The present application provides for a convenient and low cost system and method that allow for the collection of a therapeutically useful amount of stem cells from a patient who is already undergoing another surgical procedure, thus sparing the patient from further pain or discomfort and the risks associated with another procedure, saving time and money by combining two or more procedures into a single procedure, and eliminating the need to expand the harvest cells to obtain a therapeutically useful amount. The system is a closed system in which, once the bone marrow has been collected from the patient, its exposure to the environment and possible microbial contaminants are substantially eliminated.
The marrow of a bone is exposed during certain surgical procedures, such as joint replacement procedures. For example, in hip or knee replacement surgery, osteotomy may be performed on the proximal end of the femur (hip replacement) or the distal end of the femur and proximal end of the tibia (knee replacement), exposing the bone marrow of these bones. In some hip replacement procedures the acetabulum (hip socket) may be prepared in a way that allows for convenient collection of bone marrow from the site. Bone marrow may also be exposed due to trauma to a bone and may be collected during subsequent treatment, providing the patient with stem cells to be used in a cell therapy related to the trauma. According to an embodiment, bone marrow or marrow stromal cells comprising stem cells can be collected either during or after the surgery (or in cases where a section of the bone is removed, collection can be done after the surgery), thus avoiding a separate procedure to collect stem cells from the patient. This provides for a fast and convenient method to extract a therapeutically useful amount of stem cells highly capable of differentiation and proliferation.
Bone marrow or marrow stromal cells collected from the femur or pelvis during hip replacement surgery or the femur and tibia during knee replacement surgery is estimated to contain approximately 0.1-1 million stem cells per milliliter, but the number may vary among patients depending on sex, age, health, and nutrition.
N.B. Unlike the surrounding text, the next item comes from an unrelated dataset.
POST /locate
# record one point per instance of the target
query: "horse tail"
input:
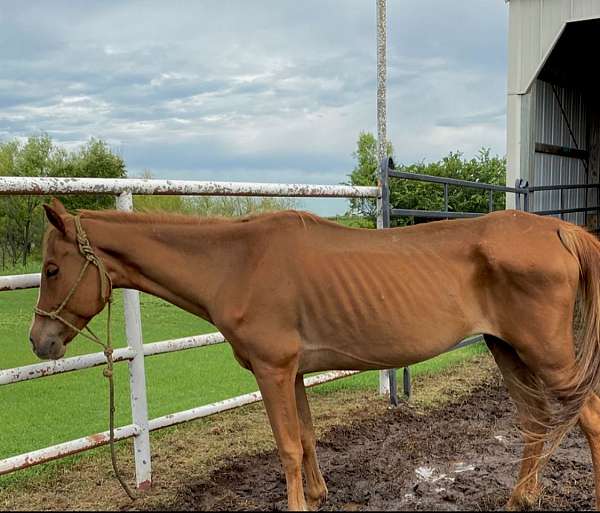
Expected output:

The differentiation and proliferation capabilities of stem cells have been found to be largely independent of the age, gender and condition of the donor, suggesting that even elderly patients with arthritic conditions would be viable candidates for harvesting marrow stromal cells from bone marrow during surgery.
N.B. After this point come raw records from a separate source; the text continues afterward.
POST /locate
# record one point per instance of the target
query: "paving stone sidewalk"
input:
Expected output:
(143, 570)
Generally between about 20 ml to about 100 ml of bone marrow is collected from the patient during the surgical procedure, which typically provides from about 4,000,000 to about 20,000,000 stem cells. A therapeutic dosage suitable for a microtransplant of cells generally includes at least 4,000,000 stem cells, preferably at least 10,000,000 cells, which can be obtained by the system and method of the disclosure without requiring further expansion of the cells. Specimens collected using the system and method of the disclosure may be processed using conventional bone marrow/stem cell processing methods and used immediately in cell therapy or cryopreserved for later us. For example, the specimen may be filtered, centrifuged and washed to separate the cells from any other material contained in the specimen and resuspended in a medium suitable for cell therapy. Alternatively, the cells are resuspended in a cryopreservation medium, such as CryoStor® (available from BioLife Solutions, Inc. in Bothell, Wash.), and cryogenically preserved in a cell bank for later use using conventional cryogenic freezing mediums and methods.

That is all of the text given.